For every input, the author did a graph marching to find the each corresponding node between two graphs. This is well-known NP -complete problem. However, author gives some approximate the best solution. The author defines six different marching score metric in this paper as well as its weight value, which get from empirical study. Result shows that about 93% accuracy.

Discussion:
The key idea of this paper is the graph matching problem that the author tried to solve. The accuracy depends on how well the approximate isomorphism algorithm. More improvement can be made here.

Reading #15

Comments:
 Yue

Summary:
This paper has proposed an image-based method, which follows vision ideas. In this method, the sketch is compared with a 48 by 48 bitmap image. This algorithm is similarity transformation- invariant, and fast. It needs to mention about the rotation. They first transform the symbol image into polar coordinates and mapped into [-pi, pi] range. In polar coordinate they can easily calculate the rotation angle and again transformed into screen coordinate to continue their recognitin.  The whole system is instances-based, so it is easy to add/remove already-defined class.

Dicussion:
It is a clever idea to convert the sketch into an image, so that all the algorithm related to vision ca be applied. However, I am pretty surprised about the speed. Since I assume the convertion from sketch to image might be slow, even though they can solve the rotation efficiently.

Reading #14

Comments:
Ozgur

Summary:
This paper used an entropy idea that can distinguish text as high entropy from non-text information as low entropy. Entropy represents uncertainty measurement, small and complex shapes usually have larger entropy. Strokes are translated into a string of characters representing the angle that stroke is pointed. An entropy model has been introduced that can store the degree of curvature and measure the density. They have achieved a 92% recognition rate.

Discussion:
The idea of entropy is very interesting.

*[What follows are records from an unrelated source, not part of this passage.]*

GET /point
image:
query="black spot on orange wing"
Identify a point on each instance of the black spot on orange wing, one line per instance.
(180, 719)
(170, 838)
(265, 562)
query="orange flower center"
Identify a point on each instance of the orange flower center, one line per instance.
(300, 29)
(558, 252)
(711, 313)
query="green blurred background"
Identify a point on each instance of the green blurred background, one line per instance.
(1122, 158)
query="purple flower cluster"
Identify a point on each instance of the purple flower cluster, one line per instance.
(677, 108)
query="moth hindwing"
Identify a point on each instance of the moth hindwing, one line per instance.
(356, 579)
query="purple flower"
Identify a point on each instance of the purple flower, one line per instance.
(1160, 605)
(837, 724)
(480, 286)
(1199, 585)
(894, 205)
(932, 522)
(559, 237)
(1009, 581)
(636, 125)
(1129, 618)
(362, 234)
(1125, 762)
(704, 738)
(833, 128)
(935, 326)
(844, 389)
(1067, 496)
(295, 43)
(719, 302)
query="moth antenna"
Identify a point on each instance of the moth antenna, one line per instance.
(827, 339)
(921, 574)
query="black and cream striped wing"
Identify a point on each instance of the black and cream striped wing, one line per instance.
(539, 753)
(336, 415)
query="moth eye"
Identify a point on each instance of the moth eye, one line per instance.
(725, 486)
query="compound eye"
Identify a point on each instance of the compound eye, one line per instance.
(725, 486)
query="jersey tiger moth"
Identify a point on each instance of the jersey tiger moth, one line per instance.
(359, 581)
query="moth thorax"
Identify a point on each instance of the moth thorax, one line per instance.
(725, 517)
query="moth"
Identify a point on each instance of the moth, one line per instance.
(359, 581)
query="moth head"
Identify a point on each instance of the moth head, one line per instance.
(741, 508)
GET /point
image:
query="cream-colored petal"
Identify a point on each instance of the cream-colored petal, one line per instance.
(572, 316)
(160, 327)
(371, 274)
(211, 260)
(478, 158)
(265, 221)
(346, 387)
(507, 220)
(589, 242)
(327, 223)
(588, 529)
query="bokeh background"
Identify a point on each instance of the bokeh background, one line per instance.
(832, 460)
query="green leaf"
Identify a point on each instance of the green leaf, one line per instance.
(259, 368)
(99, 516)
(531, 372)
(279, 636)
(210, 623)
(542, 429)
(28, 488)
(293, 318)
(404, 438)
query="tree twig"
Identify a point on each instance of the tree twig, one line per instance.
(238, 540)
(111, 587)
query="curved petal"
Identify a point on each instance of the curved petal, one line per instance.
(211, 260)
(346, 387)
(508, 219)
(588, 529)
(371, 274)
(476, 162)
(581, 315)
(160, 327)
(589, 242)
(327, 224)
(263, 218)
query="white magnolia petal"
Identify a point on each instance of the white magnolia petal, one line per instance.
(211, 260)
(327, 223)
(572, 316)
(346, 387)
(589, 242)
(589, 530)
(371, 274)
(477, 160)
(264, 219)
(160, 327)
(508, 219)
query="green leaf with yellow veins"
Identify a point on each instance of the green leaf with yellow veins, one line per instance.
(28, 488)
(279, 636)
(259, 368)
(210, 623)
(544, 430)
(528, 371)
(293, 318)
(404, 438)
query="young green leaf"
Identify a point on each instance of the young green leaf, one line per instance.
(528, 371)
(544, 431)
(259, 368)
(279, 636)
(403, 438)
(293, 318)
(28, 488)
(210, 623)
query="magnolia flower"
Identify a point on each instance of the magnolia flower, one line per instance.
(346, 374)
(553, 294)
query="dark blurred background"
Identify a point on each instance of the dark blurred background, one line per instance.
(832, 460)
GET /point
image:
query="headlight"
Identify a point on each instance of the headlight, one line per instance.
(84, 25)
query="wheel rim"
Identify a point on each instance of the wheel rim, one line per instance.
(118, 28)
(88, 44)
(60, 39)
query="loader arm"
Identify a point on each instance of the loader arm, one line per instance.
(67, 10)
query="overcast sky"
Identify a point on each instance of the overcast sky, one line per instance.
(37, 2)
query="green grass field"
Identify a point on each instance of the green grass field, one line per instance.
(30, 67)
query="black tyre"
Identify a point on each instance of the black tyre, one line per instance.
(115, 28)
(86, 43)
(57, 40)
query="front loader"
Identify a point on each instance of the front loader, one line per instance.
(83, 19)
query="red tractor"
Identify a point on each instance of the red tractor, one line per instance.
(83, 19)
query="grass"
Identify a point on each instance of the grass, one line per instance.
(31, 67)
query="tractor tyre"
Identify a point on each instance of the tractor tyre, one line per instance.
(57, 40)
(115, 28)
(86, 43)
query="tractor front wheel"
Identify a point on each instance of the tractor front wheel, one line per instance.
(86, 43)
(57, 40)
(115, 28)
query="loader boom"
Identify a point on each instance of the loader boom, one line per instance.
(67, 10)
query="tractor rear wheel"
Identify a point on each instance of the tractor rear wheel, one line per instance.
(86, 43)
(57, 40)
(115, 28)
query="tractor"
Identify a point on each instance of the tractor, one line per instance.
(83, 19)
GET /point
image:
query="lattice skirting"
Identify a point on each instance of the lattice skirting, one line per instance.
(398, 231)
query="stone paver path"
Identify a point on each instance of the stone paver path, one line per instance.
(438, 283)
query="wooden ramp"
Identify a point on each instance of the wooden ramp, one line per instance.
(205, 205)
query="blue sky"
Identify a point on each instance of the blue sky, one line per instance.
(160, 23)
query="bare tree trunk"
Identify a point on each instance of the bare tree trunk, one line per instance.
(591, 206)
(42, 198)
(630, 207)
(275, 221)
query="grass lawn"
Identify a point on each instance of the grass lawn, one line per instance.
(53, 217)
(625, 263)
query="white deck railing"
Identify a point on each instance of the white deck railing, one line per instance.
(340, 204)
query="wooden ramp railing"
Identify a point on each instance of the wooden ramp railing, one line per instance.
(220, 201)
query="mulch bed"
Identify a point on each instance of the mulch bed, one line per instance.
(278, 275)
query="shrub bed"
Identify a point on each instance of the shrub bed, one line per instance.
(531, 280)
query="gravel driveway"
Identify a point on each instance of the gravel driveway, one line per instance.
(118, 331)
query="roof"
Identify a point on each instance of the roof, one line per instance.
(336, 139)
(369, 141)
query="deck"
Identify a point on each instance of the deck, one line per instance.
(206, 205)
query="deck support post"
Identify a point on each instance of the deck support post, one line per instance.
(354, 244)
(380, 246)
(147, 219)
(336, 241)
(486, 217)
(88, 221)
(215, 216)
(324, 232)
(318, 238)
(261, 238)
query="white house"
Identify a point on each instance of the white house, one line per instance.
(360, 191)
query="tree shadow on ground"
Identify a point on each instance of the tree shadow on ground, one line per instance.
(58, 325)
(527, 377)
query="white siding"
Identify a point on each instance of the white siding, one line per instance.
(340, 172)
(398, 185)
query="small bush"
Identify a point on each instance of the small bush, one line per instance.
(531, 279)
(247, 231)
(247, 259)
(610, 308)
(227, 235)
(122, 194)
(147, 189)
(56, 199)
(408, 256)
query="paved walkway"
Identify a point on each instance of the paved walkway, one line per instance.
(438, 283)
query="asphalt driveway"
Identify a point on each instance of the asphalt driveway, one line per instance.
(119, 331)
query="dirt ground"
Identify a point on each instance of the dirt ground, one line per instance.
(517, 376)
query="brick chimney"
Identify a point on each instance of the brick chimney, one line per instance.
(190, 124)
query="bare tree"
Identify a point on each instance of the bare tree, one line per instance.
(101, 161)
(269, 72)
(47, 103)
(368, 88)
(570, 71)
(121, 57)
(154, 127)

However, I doubt the assumption that text has big entropy, since complex shape can also result in big entropy.

Reading #13

Comments:
Ozgur

Summary
This paper used features from texts such as curvature, speed, intersection, etc to distinguish the shape described by text. Totally 46 features have been chosen and grouped in to 7 categories. The experiment was tested on 26 participants, and they use a statistical partition to find 8 of these features 
are found useful to split text strokes and build a decision tree.

Discussion:
This paper has broaden our horizon, that sketch recognition may not just be points and lines. Since it is the human who is drawing, it is reasonable that human can give other information like text.